Еще долгое время Гударбак избегал резких движений. Его очень мятый, очень грязный плащ следовало бы тщательно вычистить, а раны на руках безотлагательно зализать, но он опасался, что его заметят, и не шевелился. Он дышал мелко, чтобы грудная клетка не выдавалась вперед и не привлекла внимание какого-нибудь детектива.
Ничего страшного пока не происходило.
Вокзал казался пустым.
Гуманитарные сотрудники вернулись в свой пункт, где некогда размещалось отделение банка или газетный киоск. Они повесили оружие на стену, позади себя, и теперь выглядели довольно беспечными. Дверь осталась открытой, и было видно, как они без дела сидят за столом, склонившись над банками с пивом.
Никакой конкретной гадости пока не намечалось.
По соседнему перрону расхаживали три омерзительно грязных голубя.
Вдруг тишину вокзала нарушило объявление из громкоговорителей.
— В обменный пункт просят пройти чревовещателя, — произнес голос с хмурой интонацией. — В обменный пункт просят срочно пройти чревовещателя.
Объявление отразилось эхом под стеклянной крышей вокзала и затихло.
— В обменный пункт просят срочно пройти чревовещателя, — повторил голос.
Гударбак соответствовал запросу.
Он соответствовал запросу и почуял западню. Хотят, чтобы я угодил в их ловушку, — подумал он.
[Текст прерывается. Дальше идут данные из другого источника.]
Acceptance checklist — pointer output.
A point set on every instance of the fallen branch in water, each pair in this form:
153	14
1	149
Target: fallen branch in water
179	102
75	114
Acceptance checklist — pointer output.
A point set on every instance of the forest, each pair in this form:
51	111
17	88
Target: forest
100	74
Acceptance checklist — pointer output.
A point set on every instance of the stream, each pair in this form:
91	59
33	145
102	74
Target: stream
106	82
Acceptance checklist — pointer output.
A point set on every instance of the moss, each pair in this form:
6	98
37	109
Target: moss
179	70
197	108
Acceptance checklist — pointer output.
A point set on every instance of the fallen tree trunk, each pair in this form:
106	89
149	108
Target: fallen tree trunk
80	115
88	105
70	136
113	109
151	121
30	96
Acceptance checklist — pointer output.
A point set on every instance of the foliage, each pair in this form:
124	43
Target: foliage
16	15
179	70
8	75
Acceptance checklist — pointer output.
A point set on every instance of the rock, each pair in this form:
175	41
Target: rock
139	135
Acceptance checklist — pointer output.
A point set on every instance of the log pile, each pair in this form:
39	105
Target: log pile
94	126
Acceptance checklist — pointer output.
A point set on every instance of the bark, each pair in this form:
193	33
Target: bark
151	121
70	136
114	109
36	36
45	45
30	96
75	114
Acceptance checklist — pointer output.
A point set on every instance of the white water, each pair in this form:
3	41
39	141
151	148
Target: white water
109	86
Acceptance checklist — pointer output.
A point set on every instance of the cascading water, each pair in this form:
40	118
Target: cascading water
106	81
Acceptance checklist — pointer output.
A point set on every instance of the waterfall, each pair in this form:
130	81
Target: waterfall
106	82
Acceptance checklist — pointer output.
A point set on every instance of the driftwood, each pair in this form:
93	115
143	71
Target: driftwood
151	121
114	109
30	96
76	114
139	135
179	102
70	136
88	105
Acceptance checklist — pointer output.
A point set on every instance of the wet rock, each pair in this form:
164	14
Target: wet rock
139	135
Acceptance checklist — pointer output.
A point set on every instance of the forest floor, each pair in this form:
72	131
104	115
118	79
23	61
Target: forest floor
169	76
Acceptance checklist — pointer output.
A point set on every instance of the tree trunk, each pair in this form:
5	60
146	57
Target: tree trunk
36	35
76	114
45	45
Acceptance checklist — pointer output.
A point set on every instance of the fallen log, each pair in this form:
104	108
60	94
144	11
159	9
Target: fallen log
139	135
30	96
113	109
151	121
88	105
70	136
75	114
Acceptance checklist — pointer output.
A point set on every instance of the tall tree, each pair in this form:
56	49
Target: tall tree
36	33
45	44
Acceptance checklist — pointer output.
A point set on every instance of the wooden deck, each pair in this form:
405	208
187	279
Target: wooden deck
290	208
Гуманитарные сотрудники дремали над пивом, и, казалось, их совсем не заботило то, о чем распинался громкоговоритель, но если на вокзале и было что-то, похожее на обменный пункт, то его занимали именно они. Не нужно иметь дар предвидения, чтобы представить, как они отреагируют, если Антар Гударбак придет к ним и заявит о своем чревовещании.
Объявление прозвучало четыре раза.
Гударбак стоял смирно.
Он следил за тем, чтобы даже отбрасываемая им тень не выдала его присутствия.
Издали неспециалист мог бы легко принять его за съежившуюся мумию, труп сожженного заживо или, на худой конец, за пятно блевотины.
Он упрямо не отзывался на объявление.
— Никто не выманит меня отсюда, — думал он. — Пусть попробуют чревовещать сами, без меня. Я к этим сукам не нанимался.
— Присутствие чревовещателя абсолютно необходимо в бывшем вокзальном отделении банка, — вновь объявили по громкоговорителю. — Вопрос жизни и смерти.
— Какой еще смерти? — подумал Гударбак. — Жизни кого?
Он был по-прежнему уверен, что запрос делается с целью заманить его в ловушку, и все же подумал о помощи, которую мог бы оказать, и ему стало неловко от своего бездействия.
— Как знать, нет ли в этом толики правды, — говорил себе он. — Как знать, не окажусь ли я полезным хоть раз в жизни. А вдруг кто-то будет страдать, оттого что я не вмешаюсь. Кто-то, чьи страдания я мог бы облегчить без труда, лишь своим утробным урчанием.